How a 1990 fire in New York’s Empire State Building changed smoke control design specifications in the UK in 2015!
I was on detachment from London Fire Brigade to the FDNY in 1990 studying high-rise firefighting when a fire in the Empire State Building in Manhattan broke out on the 51st floor of the 102-storey building. I didn’t attend the fire but the lessons I took from this fire were passed onto me by those who did and they appeared in my first book in 1992. In particular, the issues surrounding how pressure differentials can have such a negative impact on firefighter safety stayed with me. The lessons also included how FDNY firefighters were deployed into the stairs to search for occupants under the direct command of the Search and Rescue Battalion Chief as well as how ‘smoke proofing the stairs’ is achieved in evacuation stairs (Fire Towers). However, at this fire one of the determining factors was how FDNY firefighters were forced to redeploy an attack hose-line from an alternative stairwell where two 65mm hose-lines were being forced back having initially and incorrectly attacked from the Fire Tower stairs. This caused high heat from a wind driven fire to head towards the lower pressure created by the smoke shaft located at the rear of the firefighting advance. One of the reasons for placing a lobbied smoke shaft in the Fire Tower (evacuation stair) was to keep these stairs clear of smoke. The negative pressure behind firefighters causes heat, smoke and fire to head in that direction if the lobby door is held open by hose.
The alternative corridor deployment, some 30 minutes later, from another fire attack stair (no smoke shaft) enabled firefighters to make headway on the fire and complete extinguishment.
In the early 2000s we began seeing the removal of stairs from UK residential buildings that led to extended dead-end corridors protected predominantly by mechanical extract smoke control systems. However, these systems were commonly located in the corridors, adjacent to stair doors, and the potential for recreating the same effect as the Empire State fire was apparent. This led to Kent Fire and Rescue Service leading a national campaign from 2011 to change the locations of smoke shafts in corridors and site them away from stairs. The Smoke Control Association, in their revision of the 2015 design guidance for residential flats, proposed a maximum of 30 metres in any dead end corridor protected by a Mechanical Smoke Ventilation System (MSVS) and practical application of smoke shaft location places the shaft (or vent opening) at the end of the corridor, or within 7.5 metres of.

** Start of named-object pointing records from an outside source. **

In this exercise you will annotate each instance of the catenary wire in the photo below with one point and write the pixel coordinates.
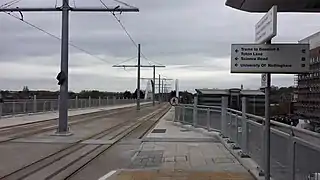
(58, 38)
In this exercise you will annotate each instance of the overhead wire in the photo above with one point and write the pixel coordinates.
(124, 3)
(124, 28)
(126, 60)
(10, 3)
(58, 38)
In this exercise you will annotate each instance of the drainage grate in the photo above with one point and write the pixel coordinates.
(159, 131)
(185, 130)
(223, 160)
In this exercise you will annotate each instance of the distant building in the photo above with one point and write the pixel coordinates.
(307, 94)
(213, 97)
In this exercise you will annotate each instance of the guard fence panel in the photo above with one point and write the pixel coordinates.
(295, 153)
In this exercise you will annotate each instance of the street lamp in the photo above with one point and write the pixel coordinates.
(283, 5)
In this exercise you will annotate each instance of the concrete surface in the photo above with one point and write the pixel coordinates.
(173, 152)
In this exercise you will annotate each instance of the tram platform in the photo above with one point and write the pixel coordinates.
(171, 151)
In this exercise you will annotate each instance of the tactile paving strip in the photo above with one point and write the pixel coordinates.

This amendment in smoke shaft design has dramatically increased firefighter safety in extended corridor situations. However, more still needs to be done. The location of natural or mechanical smoke shafts in stairwells used for firefighting, even where lobbied, can create negative pressure differentials in what is a fire attack stair. If the rising main outlets are within the stair or lobby itself this ‘suction’ of smoke, heat and fire may still occur and this in itself can lead to exterior windows failing and acting as additional air for fire development. We need to consider how an evacuation stair and a fire attack stair can combine to the benefit of both residents who are leaving the building and firefighters who are advancing on the fire. In single stair buildings it may be necessary to site rising main outlets off the stair and into the accommodation corridor/lobby to ensure untenable amounts of smoke and heat does not find its way into the stairwell.
Equally, in two (multiple) stair residential buildings, the fire service should be provided with voice communication systems to every flat or apartment so that they can direct and control any necessary evacuation to the safest evacuation stair. The current public consultation for fire service-controlled alarms (DPC BS 8629 Evacuation systems for use by the Fire Service in flats and maisonettes) does not go far enough and is recommending a simple alarm button with sounders to assist the reversal of a stay-put strategy. This could send occupants heading straight into smoke laden stairways and untenable environments.